Credit card fraud is a major concern for both consumers and financial institutions. Fraudulent transactions can lead to financial losses and damage to the reputation of financial institutions. Machine learning techniques have been used extensively to detect fraudulent transactions. In this project, we use logistic regression to classify transactions as either legitimate or fraudulent based on their features.
The data used in this project is a CSV file containing credit card transaction data. The data has 31 columns and 284,807 rows. The "Class" column is the target variable, which indicates whether the transaction is legitimate (Class = 0) or fraudulent (Class = 1).
Link to the dataset: (https://www.kaggle.com/datasets/mlg-ulb/creditcardfraud)
Before training the model, we first separate the legitimate and fraudulent transactions. Since the data is imbalanced, with significantly more legitimate transactions than fraudulent transactions, we undersample the legitimate transactions to balance the classes. We then split the data into training and testing sets using the train_test_split () function.

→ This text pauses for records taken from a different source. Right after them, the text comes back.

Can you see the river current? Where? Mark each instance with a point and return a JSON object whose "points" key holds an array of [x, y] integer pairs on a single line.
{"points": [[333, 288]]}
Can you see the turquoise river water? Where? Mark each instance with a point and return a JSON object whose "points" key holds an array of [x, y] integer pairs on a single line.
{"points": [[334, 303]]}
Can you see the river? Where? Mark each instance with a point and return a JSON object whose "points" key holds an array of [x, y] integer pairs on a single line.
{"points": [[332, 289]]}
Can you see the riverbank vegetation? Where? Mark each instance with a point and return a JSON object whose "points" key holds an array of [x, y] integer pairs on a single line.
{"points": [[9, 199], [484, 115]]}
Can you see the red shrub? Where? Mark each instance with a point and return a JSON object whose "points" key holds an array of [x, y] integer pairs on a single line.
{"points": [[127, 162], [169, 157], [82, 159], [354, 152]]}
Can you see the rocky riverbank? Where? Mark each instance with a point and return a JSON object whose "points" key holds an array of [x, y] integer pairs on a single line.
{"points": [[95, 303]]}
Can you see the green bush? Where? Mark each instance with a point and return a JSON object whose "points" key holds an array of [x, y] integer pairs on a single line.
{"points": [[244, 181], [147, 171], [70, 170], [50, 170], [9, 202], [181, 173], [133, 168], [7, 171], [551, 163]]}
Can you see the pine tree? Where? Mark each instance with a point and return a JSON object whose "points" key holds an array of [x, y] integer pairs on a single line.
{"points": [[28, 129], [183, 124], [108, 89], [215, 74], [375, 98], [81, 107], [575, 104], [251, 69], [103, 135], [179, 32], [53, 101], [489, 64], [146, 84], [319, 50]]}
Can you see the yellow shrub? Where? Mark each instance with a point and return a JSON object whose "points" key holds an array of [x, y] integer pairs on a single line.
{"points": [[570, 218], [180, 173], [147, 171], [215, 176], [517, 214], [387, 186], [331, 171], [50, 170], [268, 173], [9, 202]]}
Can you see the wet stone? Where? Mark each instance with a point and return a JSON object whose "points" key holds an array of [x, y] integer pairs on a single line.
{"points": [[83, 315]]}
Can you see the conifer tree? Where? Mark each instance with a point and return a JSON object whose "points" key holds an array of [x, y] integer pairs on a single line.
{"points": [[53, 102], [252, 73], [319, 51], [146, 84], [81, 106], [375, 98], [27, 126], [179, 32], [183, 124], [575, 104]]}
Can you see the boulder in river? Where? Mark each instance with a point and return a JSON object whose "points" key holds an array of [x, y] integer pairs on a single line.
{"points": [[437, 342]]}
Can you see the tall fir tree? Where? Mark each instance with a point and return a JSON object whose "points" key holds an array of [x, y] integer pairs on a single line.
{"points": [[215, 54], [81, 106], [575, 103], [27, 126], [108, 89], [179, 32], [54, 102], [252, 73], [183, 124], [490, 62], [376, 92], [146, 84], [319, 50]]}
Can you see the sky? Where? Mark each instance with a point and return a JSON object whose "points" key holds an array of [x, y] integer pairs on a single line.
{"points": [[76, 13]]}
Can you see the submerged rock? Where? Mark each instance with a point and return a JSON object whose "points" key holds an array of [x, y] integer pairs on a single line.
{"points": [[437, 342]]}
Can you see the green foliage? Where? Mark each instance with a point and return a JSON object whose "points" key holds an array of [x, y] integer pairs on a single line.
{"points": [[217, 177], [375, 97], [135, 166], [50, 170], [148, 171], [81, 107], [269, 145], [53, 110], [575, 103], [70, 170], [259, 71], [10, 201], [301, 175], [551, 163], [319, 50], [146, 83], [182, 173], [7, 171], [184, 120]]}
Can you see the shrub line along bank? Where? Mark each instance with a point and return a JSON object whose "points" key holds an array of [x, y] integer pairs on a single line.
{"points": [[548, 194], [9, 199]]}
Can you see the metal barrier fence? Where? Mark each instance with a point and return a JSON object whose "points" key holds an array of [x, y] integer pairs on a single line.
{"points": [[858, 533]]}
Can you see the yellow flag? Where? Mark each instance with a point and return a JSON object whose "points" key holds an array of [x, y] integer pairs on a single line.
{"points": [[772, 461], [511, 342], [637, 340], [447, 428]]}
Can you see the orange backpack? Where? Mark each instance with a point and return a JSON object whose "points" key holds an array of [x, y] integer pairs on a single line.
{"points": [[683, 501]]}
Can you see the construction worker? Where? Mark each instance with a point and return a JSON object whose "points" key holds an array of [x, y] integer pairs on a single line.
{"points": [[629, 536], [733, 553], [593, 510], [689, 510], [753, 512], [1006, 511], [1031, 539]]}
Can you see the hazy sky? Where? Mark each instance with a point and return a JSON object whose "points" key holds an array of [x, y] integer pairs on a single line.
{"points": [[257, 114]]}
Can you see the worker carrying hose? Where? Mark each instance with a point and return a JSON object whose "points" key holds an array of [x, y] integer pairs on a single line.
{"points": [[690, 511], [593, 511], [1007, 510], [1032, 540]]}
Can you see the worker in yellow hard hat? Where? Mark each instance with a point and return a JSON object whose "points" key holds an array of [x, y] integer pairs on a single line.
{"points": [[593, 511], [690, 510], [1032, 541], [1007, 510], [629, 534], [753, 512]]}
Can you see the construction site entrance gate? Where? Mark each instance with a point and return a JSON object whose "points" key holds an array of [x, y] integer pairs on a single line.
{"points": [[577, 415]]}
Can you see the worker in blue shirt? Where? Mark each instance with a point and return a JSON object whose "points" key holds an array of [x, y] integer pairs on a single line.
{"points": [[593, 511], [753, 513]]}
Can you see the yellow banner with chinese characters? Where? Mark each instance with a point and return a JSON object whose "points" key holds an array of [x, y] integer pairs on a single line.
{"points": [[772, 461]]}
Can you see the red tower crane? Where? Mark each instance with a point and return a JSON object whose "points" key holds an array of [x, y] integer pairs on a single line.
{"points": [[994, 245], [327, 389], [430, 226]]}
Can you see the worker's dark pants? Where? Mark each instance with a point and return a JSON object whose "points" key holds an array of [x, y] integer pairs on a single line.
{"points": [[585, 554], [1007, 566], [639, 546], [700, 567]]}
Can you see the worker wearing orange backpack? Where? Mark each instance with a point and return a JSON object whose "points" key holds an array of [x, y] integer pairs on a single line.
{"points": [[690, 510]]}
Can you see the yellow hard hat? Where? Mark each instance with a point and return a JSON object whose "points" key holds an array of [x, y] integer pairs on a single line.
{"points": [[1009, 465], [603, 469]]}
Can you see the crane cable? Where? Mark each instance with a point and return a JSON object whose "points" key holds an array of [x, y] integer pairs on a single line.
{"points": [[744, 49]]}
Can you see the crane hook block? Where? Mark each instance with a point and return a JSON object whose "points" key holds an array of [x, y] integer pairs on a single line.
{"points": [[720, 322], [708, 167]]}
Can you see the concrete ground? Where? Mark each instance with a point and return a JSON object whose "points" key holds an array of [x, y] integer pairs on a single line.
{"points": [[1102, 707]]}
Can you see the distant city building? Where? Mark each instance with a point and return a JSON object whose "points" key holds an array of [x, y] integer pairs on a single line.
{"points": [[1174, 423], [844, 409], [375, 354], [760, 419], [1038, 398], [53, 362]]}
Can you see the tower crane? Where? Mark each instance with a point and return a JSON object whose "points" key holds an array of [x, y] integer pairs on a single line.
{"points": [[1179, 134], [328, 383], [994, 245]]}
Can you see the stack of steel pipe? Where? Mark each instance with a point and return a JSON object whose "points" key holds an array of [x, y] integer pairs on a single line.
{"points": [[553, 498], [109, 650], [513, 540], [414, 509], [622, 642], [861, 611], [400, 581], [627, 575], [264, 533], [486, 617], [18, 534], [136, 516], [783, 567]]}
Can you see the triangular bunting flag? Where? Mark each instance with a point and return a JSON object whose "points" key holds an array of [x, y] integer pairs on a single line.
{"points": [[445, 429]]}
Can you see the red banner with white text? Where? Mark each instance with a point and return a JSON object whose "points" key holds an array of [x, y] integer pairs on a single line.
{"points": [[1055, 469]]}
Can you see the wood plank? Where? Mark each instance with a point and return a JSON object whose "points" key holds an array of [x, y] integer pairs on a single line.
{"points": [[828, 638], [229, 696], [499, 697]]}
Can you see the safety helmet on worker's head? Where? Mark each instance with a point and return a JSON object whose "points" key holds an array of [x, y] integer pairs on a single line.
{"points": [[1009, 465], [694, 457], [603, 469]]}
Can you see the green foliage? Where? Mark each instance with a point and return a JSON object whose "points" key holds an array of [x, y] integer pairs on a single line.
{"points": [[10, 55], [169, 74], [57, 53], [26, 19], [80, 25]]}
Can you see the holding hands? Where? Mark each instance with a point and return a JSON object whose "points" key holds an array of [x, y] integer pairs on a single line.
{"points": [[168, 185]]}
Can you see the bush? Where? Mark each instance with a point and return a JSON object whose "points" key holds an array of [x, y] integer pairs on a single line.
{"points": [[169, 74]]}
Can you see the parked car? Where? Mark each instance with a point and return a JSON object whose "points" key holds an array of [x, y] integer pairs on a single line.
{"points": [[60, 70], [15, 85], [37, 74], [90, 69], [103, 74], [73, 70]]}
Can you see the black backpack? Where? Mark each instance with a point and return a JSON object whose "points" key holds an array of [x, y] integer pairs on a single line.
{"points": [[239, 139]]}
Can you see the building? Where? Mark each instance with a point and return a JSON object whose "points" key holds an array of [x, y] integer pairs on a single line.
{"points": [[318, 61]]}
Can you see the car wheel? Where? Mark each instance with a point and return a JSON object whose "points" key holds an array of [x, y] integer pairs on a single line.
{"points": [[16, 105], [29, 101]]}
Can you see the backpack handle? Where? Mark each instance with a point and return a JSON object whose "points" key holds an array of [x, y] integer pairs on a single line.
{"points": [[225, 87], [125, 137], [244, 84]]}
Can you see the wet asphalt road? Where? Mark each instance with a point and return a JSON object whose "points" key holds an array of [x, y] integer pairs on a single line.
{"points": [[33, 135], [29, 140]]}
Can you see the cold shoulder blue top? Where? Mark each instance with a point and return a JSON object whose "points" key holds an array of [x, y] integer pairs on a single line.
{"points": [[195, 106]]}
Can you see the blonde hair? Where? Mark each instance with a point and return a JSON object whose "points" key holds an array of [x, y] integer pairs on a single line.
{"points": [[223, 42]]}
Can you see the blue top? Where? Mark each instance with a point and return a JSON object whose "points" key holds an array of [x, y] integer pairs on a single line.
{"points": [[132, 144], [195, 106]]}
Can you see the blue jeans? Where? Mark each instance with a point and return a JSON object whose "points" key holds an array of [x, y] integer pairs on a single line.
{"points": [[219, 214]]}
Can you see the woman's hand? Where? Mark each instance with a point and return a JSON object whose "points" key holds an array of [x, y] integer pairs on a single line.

We use logistic regression to classify transactions as either legitimate or fraudulent based on their features. Logistic regression is a widely used classification algorithm that models the probability of an event occurring based on input features. The logistic regression model is trained on the training data using the LogisticRegression () function from scikit-learn. The trained model is then used to predict the target variable for the testing data..
The performance of the model is evaluated using the accuracy metric, which is the fraction of correctly classified transactions. The accuracy on the training and testing data is calculated using the accuracy_score() function from scikit-learn.
Accuracy Score: 0.975
Balanced Accuracy Score: 0.736
ROC AUC Score: 0.736
Accuracy Score: 0.966
Balanced Accuracy Score: 0.686
ROC AUC Score: 0.686
We use Streamlit to create a user interface for the credit card fraud detection project. The Streamlit application allows the user to upload a CSV file containing credit card transaction data, and the uploaded data is used to train the logistic regression model. The user can also input transaction features and get a prediction on whether the transaction is legitimate or fraudulent.